Mr Spens said ‘The marriage between Ms Begum and the defendant was not a happy one.

‘It was beset by arguments about the defendant’s immigration status and his financial contribution towards the family outgoings.

‘The defendant came to the UK on a spousal visa and was dependent upon Juli for his right to remain in the UK and any extension of that stay.

‘The defendant would return home and tell Juli he had seen nicer looking women.

‘They argued and he told Juli: “If you don’t correct my visa and you don’t make me legal to stay in this country then I will kill you and kill your whole family,”.

‘He told her she was not beautiful, and he only got married to her so he could come to London and send money to Bangladesh.

‘Juli was worried that if the defendant obtained leave to remain in the country, he would leave her and marry someone else.

‘Juli was unwilling to progress his immigration application, as you can imagine, this was a source of friction.

‘On Wednesday 10 January 2007, Sheli Begum, one of Juli’s older sisters attended East Ham police station to report she had not seen her sister for ten days or her nieces for ten days.

‘The police attended 10 Nelson street that day.

‘The curtains were closed. The police could see a bed with covers on it, and underneath the top cover they could see the outline of a person.

‘Revealed beneath it was Juli lying on her back but that was not all. Lying diagonally across Juli was a child, Anika, face up with her head alongside that of her mother.

‘Whoever had killed them had not only taken care to place Anika’s body across that of her mother but he had also placed Thanha next to them on the bed and then he had also covered all three.’

Police found the sock used as a ligature on the bedsite table, a used condom and a sarong and carigan covering two large bloodstains.

Shakur married his cousin Ms Begum on 14 October 1999 in Bangladesh before returning to the UK.

A year later she sponsored Shakur and he was allowed entry into the country and moved into a house in Poplar.

In August 2000 Thanha was born and in September of the next year Anika joined the family.

By 2003 after rows about his contribution to the family income and his immigration status, she moved to Nelson Lane in East Ham.

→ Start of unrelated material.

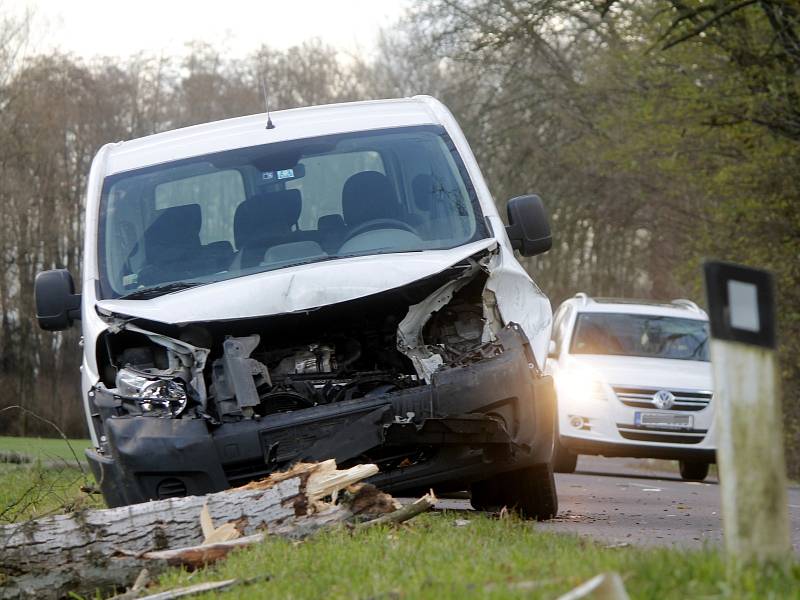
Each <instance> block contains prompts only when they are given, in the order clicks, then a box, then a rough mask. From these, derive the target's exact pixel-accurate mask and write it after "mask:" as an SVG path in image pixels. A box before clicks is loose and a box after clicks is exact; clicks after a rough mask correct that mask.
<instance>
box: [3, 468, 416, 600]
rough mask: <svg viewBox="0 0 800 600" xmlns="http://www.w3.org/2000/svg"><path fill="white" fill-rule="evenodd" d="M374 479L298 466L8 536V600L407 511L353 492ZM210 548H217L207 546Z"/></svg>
mask: <svg viewBox="0 0 800 600" xmlns="http://www.w3.org/2000/svg"><path fill="white" fill-rule="evenodd" d="M376 472H377V467H375V465H359V466H356V467H353V468H352V469H347V470H343V471H338V470H337V469H336V464H335V462H334V461H332V460H331V461H325V462H323V463H314V464H299V465H296V466H295V467H293V468H292V469H290V470H289V471H286V472H284V473H276V474H273V475H271V476H270V477H268V478H266V479H264V480H261V481H257V482H253V483H250V484H248V485H246V486H243V487H241V488H236V489H232V490H226V491H224V492H219V493H215V494H209V495H207V496H190V497H185V498H171V499H167V500H159V501H152V502H147V503H143V504H136V505H131V506H126V507H120V508H114V509H103V510H83V511H78V512H74V513H71V514H67V515H57V516H52V517H46V518H42V519H37V520H34V521H28V522H25V523H18V524H14V525H6V526H3V527H0V598H2V599H5V598H16V597H20V596H21V597H25V596H26V595H27V596H31V597H36V598H58V597H60V596H62V595H64V594H66V593H68V592H70V591H73V592H77V593H82V594H91V593H93V592H94V591H95V590H96V589H109V588H110V587H114V586H116V587H122V586H126V585H130V584H131V583H132V582H133V580H134V579H135V577H136V575H137V574H138V573H139V572H140V571H141V569H142V568H143V567H146V568H147V569H149V571H150V572H151V573H157V572H159V571H160V570H163V569H164V568H166V567H167V566H169V565H174V564H183V565H189V566H199V565H201V564H205V563H208V562H213V560H216V559H218V558H220V557H222V556H224V555H226V554H227V553H228V552H229V551H230V550H231V549H234V548H236V547H241V546H243V545H247V544H248V543H254V542H256V541H259V540H261V539H263V536H264V535H265V534H269V535H279V536H283V537H290V538H294V539H301V538H303V537H306V536H308V535H311V534H313V533H314V532H316V531H318V530H319V529H321V528H324V527H329V526H331V525H334V524H337V523H346V522H353V521H356V520H369V519H372V518H376V517H378V516H380V515H384V514H387V513H391V512H394V511H396V510H398V509H400V505H399V504H398V503H397V502H396V501H395V500H394V499H393V498H392V497H391V496H389V495H387V494H384V493H382V492H380V491H378V490H377V489H375V488H374V487H373V486H370V485H364V484H357V485H354V484H356V483H357V482H359V481H361V480H362V479H364V478H366V477H369V476H371V475H373V474H375V473H376ZM327 497H332V500H331V501H330V502H327V501H325V498H327ZM204 513H205V514H204ZM201 516H202V518H201ZM201 521H202V524H201ZM214 523H216V524H222V526H221V527H216V526H215V525H213V524H214ZM204 530H205V535H204ZM217 534H222V536H221V537H220V536H218V535H217ZM237 538H238V539H237ZM206 540H208V541H209V542H212V543H210V544H207V545H206V546H203V543H204V541H206ZM181 556H183V558H181Z"/></svg>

‘It is the prosecution’s case that what caused the defendant to kill his wife is most likely to have been an argument about one or both of these issues,’ said Mr Spens.

He was arrested in Cachar, Assam, India on 23 May 2012 for these offences and extradited to the United Kingdom in April of this year.

Shakur, formerly of Whitechapel, denied three counts of murder but was convicted.

He was jailed for life with a minimum of 40 years.